Том 3 Глава 232 Казнь

— Те, кто оказались отброшены дверью, питают к нам злобу. Эти люди будут казнены здесь и сейчас, — объявил Фердинанд.

— Я понимаю, — ответил Рихт, опустившись на колени передо мной и Фердинандом. — Все эти люди тесно связаны с мэром. Я не вправе просить о снисхождении для них. Главный священник, я благодарен уже за то, что «дверь правосудия» доказала невиновность всех остальных.

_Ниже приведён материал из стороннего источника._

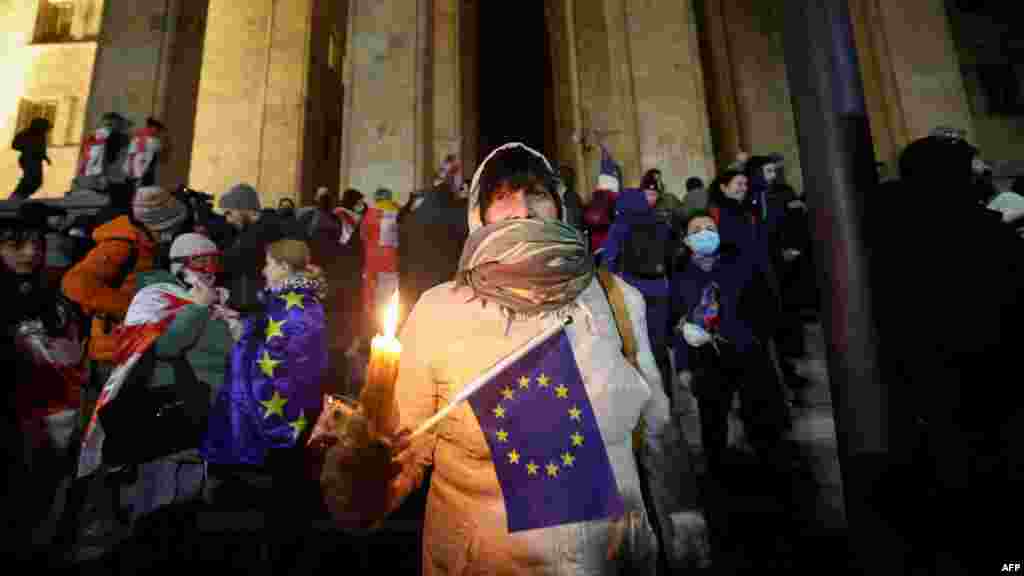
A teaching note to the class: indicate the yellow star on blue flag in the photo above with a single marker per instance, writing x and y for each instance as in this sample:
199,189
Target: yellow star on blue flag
547,451
274,406
273,328
267,364
292,299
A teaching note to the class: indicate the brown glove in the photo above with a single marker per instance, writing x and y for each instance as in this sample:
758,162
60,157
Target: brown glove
355,482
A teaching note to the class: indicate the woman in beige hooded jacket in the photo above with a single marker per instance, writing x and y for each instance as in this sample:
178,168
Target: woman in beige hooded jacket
449,341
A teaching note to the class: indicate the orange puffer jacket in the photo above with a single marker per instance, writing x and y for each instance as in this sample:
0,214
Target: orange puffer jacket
91,283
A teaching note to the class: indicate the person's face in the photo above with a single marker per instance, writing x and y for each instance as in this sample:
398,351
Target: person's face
543,206
274,272
651,197
700,223
237,218
508,203
23,256
736,189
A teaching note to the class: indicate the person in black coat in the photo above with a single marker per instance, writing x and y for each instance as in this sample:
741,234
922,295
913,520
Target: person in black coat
430,243
720,303
946,279
245,258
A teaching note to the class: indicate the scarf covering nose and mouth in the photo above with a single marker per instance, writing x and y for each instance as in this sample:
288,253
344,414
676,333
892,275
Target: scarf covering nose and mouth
527,266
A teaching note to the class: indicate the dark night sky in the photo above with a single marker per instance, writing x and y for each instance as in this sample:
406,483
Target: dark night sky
513,70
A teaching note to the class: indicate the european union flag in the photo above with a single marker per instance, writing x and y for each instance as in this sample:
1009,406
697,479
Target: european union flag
545,443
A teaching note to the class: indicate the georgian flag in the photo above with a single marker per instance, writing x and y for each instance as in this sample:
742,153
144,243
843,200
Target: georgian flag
152,311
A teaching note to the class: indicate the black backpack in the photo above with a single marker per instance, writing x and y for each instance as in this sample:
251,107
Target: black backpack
644,253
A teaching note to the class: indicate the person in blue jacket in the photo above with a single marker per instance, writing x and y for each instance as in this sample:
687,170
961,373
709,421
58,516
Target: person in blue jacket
639,248
721,303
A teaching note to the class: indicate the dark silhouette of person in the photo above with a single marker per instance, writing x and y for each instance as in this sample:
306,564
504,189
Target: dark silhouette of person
32,144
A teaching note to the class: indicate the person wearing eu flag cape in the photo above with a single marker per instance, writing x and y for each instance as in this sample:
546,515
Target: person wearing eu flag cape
536,474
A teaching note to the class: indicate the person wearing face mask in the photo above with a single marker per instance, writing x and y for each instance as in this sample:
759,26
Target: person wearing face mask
728,206
780,231
719,298
188,365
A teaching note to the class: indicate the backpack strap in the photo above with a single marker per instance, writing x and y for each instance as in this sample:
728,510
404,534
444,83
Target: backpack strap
621,314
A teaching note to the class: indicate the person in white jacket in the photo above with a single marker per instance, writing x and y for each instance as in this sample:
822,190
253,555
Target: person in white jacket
449,340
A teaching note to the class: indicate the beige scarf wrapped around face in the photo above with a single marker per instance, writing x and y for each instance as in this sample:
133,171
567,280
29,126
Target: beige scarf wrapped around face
526,266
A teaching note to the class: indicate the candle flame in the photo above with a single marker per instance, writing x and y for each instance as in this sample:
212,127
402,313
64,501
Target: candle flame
390,317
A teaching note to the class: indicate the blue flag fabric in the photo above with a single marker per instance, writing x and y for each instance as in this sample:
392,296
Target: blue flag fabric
545,443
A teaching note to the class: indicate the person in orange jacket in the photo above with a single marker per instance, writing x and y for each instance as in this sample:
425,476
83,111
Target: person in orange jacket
103,282
379,232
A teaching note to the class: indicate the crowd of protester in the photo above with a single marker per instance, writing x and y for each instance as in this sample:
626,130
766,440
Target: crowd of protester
188,352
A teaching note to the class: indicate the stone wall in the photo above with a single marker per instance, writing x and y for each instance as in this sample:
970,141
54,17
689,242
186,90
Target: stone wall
250,111
56,72
384,96
668,84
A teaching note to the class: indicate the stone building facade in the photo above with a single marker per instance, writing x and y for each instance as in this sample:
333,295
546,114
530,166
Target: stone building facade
293,94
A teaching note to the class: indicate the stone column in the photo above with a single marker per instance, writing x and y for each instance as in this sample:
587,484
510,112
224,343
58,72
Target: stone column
384,96
250,110
668,88
282,133
752,32
130,59
446,83
912,82
725,122
621,116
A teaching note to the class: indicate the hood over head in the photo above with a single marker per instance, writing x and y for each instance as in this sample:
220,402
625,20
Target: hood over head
937,163
505,161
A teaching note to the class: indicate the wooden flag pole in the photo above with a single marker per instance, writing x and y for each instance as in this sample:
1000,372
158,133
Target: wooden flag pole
485,377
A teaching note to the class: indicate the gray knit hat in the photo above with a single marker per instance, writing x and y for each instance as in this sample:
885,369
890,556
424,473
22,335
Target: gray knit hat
157,208
241,197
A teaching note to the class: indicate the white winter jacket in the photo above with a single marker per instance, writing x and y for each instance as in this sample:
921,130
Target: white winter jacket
446,343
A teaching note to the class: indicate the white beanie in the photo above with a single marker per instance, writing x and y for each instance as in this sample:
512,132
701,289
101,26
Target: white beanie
190,244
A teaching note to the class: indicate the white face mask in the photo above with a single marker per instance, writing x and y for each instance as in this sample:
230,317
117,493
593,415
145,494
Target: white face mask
192,278
695,335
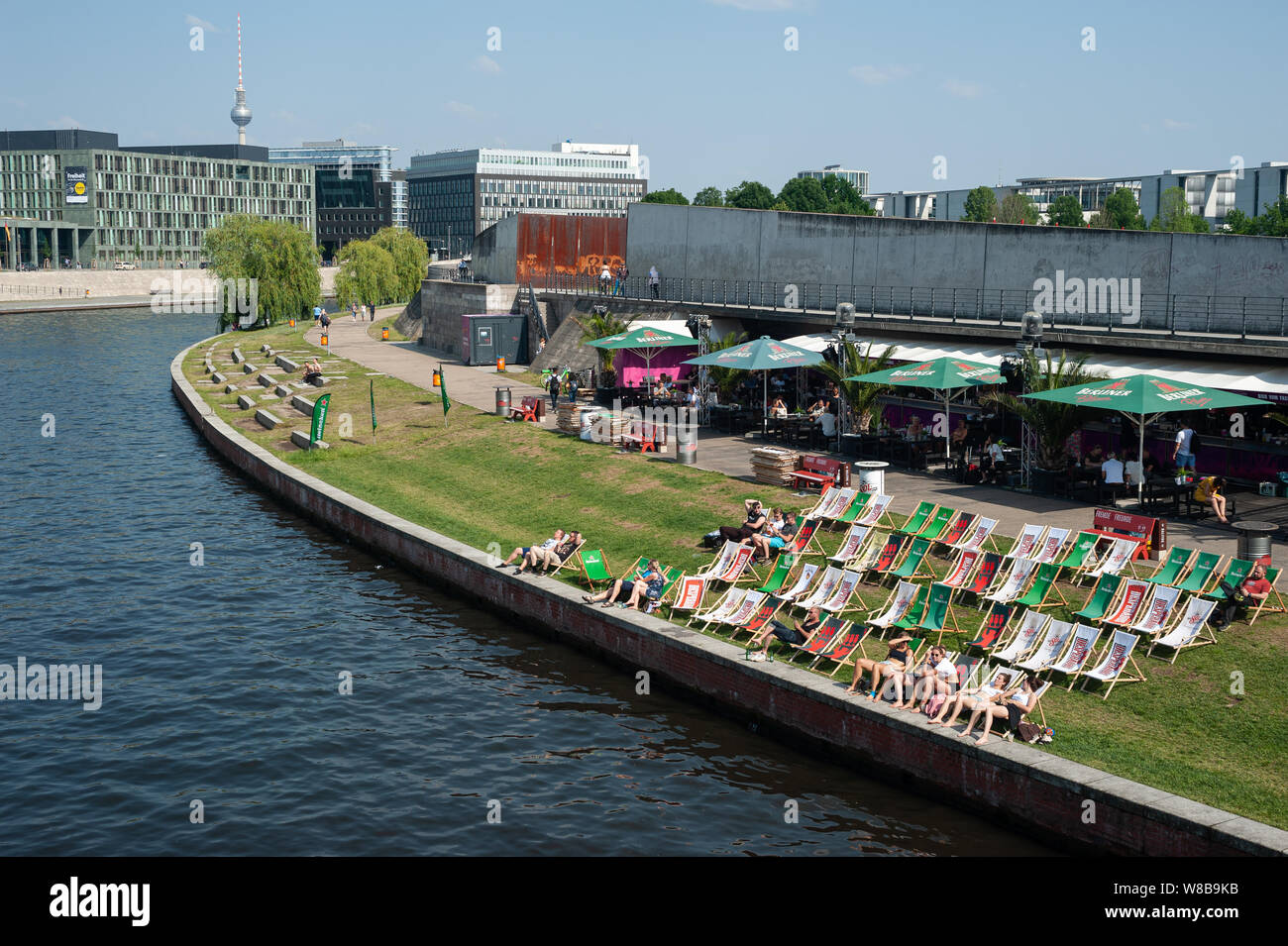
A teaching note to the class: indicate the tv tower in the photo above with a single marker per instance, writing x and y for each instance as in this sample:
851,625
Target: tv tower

Моё сердце бешено стучало. Когда я осознала, что этих людей вот-вот казнят, у меня кровь отхлынула от лица. Я с самого начала знала, что мэра ждёт смерть, ведь Фердинанд уже говорил, что так будет. Но когда я столкнулась с предстоящей казнью лицом к лицу, моё сердце стонало от боли, а по спине катился холодный пот.

— Розмайн, не отводи взгляда.

— П-поняла…

Ни Рихт, ни кто-либо ещё среди людей, собравшихся на площади, казалось, не испытывал сочувствия к тем, из-за кого они попали в беду. Или, возможно, они сейчас просто ничего не чувствовали. Отвращения или неприязни тоже не ощущалось. Все вели себя так, словно казнь людей, осужденных за преступление, которое поставило под угрозу жизни всех в городе, была чем-то естественным.

— Юстокс.

— Слушаюсь, господин Фердинанд.

Юстокс подошёл к ящику, который вынесли на сцену, и с громким щелчком открыл замо́к. Передняя сторона ящика упала вперёд, обнажая его содержимое. Внутри он был похож на шкаф для хранения документов с пятью неглубокими отсеками. Правда, со своего места я не видела, что в них находится.

— Главный священник, что в них находится?

— Регистрационные свидетельства жителей Хассе.

Было ясно, что он имел в виду те медали подданных, которые дети окропляют своей кровью во время церемонии крещения. В самом Эренфесте регистрацией простолюдинов, заключением их браков и отменой регистрации при похоронах занимается храм. Однако в других землях регистрация проводится только осенью, во время праздника урожая, а о смерти подданных уведомляет мэр. Следуя отчётам священников и сборщиков налогов, служащие в за́мке обрабатывают регистрационные свидетельства.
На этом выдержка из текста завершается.